The performance analysis of the designed MIMO antenna is done by investigating the envelop correlation coefficient (ECC) and diversity gain (DG). Equation 6 calculates the ECC value, which indicates the correlation of the MIMO antenna element. Equation 7 calculates the DG value, which indicates the impact of the antenna’s radiated power diversity scheme.

$$\rho_{ec} (i,j) = \frac{{\left| {S_{ii} \times S_{ij} + S_{ji} \times S_{jj} } \right|^{2} }}{{\left( {1 - \left| {S_{ii} } \right|^{2} - S_{ij}^{2} } \right)\left( {1 - \left| {S_{ji} } \right|^{2} - S_{jj}^{2} } \right)}}$$

(6)

$$DG = 10 \times \sqrt {1 - \rho_{ec} }$$

(7)

In Eq. 6, S_ii and S_jj are the reflection coefficients; S_ij and S_ji (i ≠ j) are the transmission coefficients of MIMO elements.
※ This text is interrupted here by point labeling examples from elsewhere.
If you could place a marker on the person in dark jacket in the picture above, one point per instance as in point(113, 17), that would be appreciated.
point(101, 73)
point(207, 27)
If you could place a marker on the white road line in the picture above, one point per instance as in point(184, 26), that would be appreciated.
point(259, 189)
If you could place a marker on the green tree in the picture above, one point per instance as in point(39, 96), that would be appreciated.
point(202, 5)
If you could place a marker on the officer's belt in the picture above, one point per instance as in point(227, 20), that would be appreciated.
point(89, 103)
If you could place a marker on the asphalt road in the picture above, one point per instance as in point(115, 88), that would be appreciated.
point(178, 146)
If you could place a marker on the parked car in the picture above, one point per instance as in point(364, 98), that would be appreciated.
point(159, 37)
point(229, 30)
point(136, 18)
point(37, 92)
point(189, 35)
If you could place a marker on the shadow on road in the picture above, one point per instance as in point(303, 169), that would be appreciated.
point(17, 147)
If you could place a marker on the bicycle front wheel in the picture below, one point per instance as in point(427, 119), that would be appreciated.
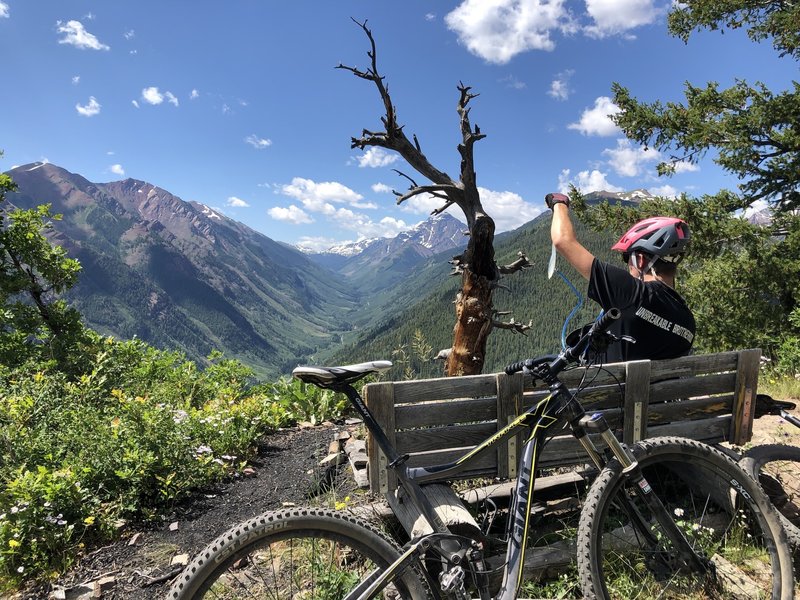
point(776, 467)
point(623, 551)
point(295, 553)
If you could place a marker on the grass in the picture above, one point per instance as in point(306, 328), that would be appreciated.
point(780, 387)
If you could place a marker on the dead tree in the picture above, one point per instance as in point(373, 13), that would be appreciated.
point(480, 275)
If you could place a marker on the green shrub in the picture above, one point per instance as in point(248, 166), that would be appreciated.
point(138, 431)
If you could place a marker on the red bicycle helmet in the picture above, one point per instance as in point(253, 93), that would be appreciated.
point(663, 237)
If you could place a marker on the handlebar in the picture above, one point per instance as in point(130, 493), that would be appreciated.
point(552, 365)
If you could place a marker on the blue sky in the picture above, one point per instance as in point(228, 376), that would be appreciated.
point(239, 106)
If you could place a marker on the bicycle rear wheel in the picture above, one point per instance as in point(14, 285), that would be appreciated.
point(721, 511)
point(295, 553)
point(777, 469)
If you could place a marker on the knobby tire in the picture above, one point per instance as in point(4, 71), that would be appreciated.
point(721, 511)
point(777, 469)
point(294, 553)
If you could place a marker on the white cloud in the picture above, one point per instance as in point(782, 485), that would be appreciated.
point(235, 202)
point(613, 17)
point(596, 120)
point(508, 209)
point(318, 244)
point(376, 157)
point(686, 167)
point(381, 188)
point(425, 204)
point(514, 83)
point(90, 109)
point(318, 196)
point(292, 214)
point(498, 30)
point(586, 181)
point(667, 191)
point(76, 35)
point(152, 95)
point(628, 160)
point(559, 87)
point(322, 198)
point(256, 142)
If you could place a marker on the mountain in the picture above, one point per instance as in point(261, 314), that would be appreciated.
point(375, 265)
point(180, 275)
point(422, 306)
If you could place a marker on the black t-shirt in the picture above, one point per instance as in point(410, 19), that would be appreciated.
point(653, 314)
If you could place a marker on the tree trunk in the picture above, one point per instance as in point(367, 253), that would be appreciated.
point(474, 314)
point(473, 325)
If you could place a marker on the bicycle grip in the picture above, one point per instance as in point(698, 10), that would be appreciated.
point(518, 366)
point(608, 318)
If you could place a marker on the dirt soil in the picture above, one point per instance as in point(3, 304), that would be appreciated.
point(287, 471)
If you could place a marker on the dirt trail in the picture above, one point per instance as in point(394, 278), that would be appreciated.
point(138, 566)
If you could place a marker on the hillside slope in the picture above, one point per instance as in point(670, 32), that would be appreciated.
point(182, 276)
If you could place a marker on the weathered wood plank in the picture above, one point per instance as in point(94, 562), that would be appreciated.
point(637, 397)
point(379, 398)
point(744, 396)
point(711, 431)
point(438, 420)
point(452, 436)
point(687, 410)
point(690, 366)
point(444, 388)
point(705, 385)
point(445, 412)
point(509, 404)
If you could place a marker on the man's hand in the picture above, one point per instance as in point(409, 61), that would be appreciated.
point(552, 199)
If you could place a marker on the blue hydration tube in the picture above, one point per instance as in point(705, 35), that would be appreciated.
point(574, 310)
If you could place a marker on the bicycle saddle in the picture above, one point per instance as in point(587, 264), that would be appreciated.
point(328, 376)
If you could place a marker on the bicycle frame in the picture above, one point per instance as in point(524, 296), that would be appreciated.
point(560, 403)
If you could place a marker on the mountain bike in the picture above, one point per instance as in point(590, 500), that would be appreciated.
point(777, 469)
point(666, 517)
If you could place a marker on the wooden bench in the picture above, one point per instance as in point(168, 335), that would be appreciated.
point(706, 397)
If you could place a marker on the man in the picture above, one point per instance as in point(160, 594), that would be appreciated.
point(653, 313)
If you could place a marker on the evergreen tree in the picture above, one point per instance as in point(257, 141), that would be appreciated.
point(744, 277)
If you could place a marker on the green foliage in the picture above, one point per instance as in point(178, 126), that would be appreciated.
point(34, 323)
point(741, 279)
point(753, 130)
point(307, 403)
point(138, 430)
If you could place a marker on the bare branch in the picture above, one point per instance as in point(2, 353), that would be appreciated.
point(433, 190)
point(513, 326)
point(518, 265)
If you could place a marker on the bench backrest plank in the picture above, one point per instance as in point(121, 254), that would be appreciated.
point(708, 397)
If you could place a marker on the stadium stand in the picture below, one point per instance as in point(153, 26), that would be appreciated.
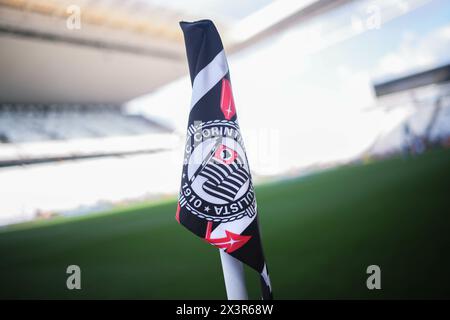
point(37, 133)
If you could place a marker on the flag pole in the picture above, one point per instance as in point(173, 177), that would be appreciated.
point(233, 274)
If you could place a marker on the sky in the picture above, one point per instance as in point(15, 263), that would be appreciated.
point(303, 96)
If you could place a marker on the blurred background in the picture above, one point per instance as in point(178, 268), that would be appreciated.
point(344, 107)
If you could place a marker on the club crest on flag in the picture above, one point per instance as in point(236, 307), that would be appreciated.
point(217, 200)
point(216, 181)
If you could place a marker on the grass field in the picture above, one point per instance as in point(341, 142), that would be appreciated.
point(320, 233)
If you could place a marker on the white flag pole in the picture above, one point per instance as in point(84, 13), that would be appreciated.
point(233, 274)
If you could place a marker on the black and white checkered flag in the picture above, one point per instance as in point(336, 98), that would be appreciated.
point(217, 199)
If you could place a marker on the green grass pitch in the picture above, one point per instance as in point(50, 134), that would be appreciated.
point(320, 233)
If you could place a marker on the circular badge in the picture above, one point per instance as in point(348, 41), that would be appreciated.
point(216, 181)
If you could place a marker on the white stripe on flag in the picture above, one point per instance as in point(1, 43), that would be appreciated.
point(208, 77)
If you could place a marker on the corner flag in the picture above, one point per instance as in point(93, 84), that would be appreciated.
point(217, 199)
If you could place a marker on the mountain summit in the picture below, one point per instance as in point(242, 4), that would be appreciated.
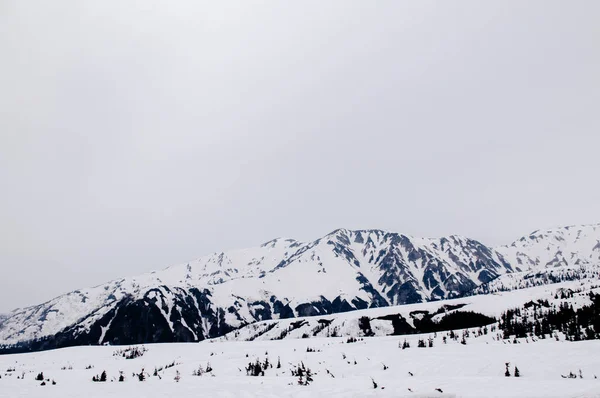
point(284, 278)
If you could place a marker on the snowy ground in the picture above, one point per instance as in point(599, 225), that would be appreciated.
point(472, 370)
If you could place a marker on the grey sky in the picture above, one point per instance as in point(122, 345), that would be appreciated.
point(140, 135)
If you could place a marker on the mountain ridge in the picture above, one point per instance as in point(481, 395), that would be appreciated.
point(282, 278)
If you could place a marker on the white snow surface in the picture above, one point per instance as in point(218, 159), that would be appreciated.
point(298, 272)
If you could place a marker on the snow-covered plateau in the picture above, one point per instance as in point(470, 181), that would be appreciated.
point(442, 364)
point(284, 278)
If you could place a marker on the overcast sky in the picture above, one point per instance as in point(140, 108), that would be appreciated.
point(140, 135)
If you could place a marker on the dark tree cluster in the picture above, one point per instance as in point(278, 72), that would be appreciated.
point(131, 352)
point(304, 374)
point(541, 320)
point(101, 378)
point(258, 368)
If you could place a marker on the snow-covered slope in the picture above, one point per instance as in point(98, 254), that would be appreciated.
point(567, 246)
point(472, 364)
point(342, 271)
point(381, 320)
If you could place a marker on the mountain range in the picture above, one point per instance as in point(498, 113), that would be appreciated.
point(343, 271)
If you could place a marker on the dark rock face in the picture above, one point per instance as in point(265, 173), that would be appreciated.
point(388, 269)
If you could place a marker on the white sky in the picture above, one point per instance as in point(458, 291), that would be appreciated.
point(135, 136)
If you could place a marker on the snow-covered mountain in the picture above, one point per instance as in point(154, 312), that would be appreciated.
point(284, 278)
point(567, 246)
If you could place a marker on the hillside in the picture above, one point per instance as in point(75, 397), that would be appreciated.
point(284, 278)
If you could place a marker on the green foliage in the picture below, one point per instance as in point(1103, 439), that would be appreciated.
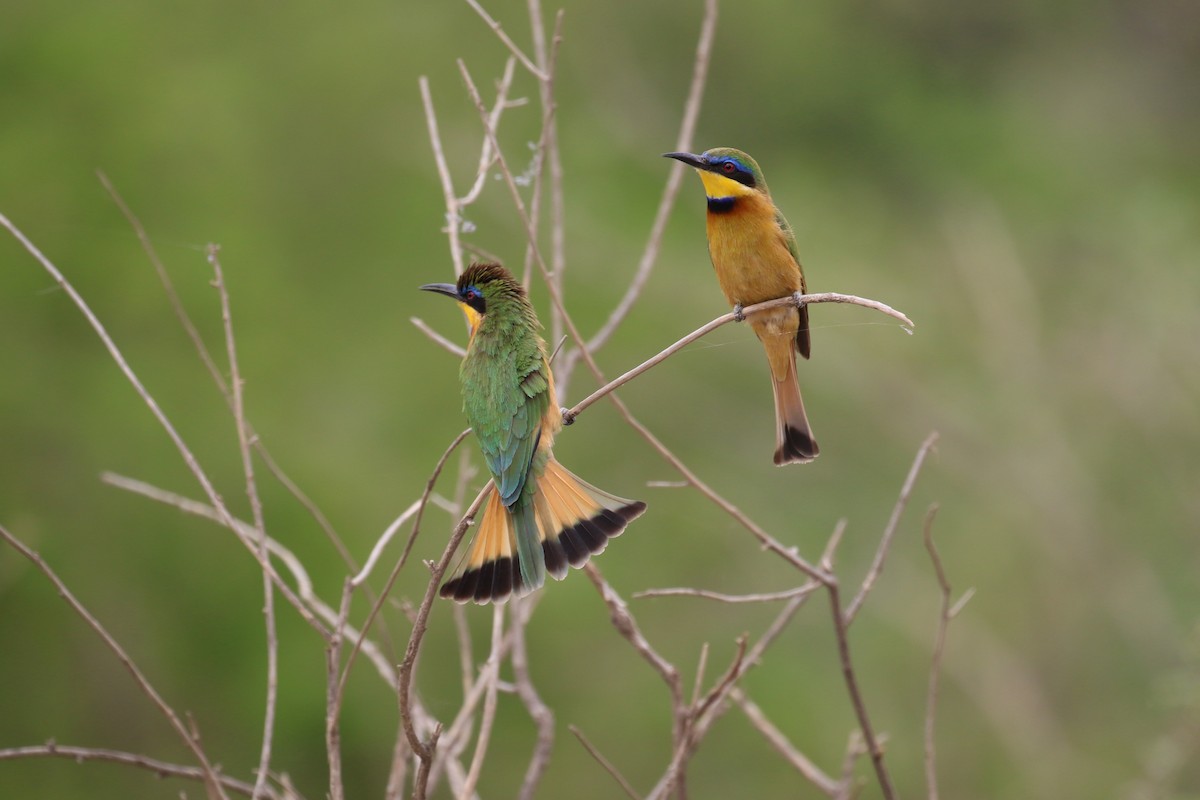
point(1019, 178)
The ECC value of the MIMO antenna should be less than 0.1, and a lower ECC value improves the MIMO performance. The simulated and measured ECC value of two conjugate antenna elements presented in Fig. 20d shows an ECC of less than < 1 × 10^–3, which is the nearly ideal value. The simulated and measured DG value is achieved above 9.9, where the ideal value is 10. A comparison of the proposed four-element MIMO and existing MIMO configurations is presented in Table 3, where isolation, ECC, and DG value is compared. The intended MIMO antenna shows near the ideal value of both parameters compared to other existing MIMO antennas. This excellent feature makes the intended MIMO antenna a compatible candidate for mm-wave 5G applications.

Table 3 Comparison of intended MIMO antenna and existing MIMO antenna.

Conclusion

An HRIMDA for mm-wave 5G applications is exhibited in this paper. A horizontal H-shape (HRIM) unit cell is modelled, and the unit cell’s metamaterial property is utilized for gain enhancement. The designed antenna is fabricated and verified by measurement, where the single fabricated antenna has a small size of 0.77 λ₀ × 1.38 λ₀ × 0.0195 λ₀. The proposed HRIMDA shows − 10 dB (49.2 BW%) impedance bandwidth from 23 to 38 GHz frequency. The antenna gain notably improves by incorporating HRIM in the typical antenna and maximum enhancement by 3.5 dBi. The MIMO performance of the proposed HRIMDA is also investigated, which shows near the ideal value of ECC (< 1 × 10^–3) and DG (> 9.9). Therefore, the proposed HRIM dipole antenna’s excellent features make it an excellent candidate for upcoming advanced 5G applications, such as smart cities, autonomous vehicles, telemedicine, and enhanced mobile broadband. These applications require high data rates, low latency, and reliable connectivity, all of which are supported by the high gain and wide bandwidth of the HRIMDA. Additionally, the compact size and simple design of the antenna make it suitable for integration into various portable and fixed wireless devices. Finally, the HRIMDA represents a significant advancement in antenna technology for 5G mm-wave applications, combining high performance with practical design considerations. Its development paves the way for more efficient and reliable wireless communication systems, meeting the ever-growing demand for high-speed connectivity in our increasingly connected world.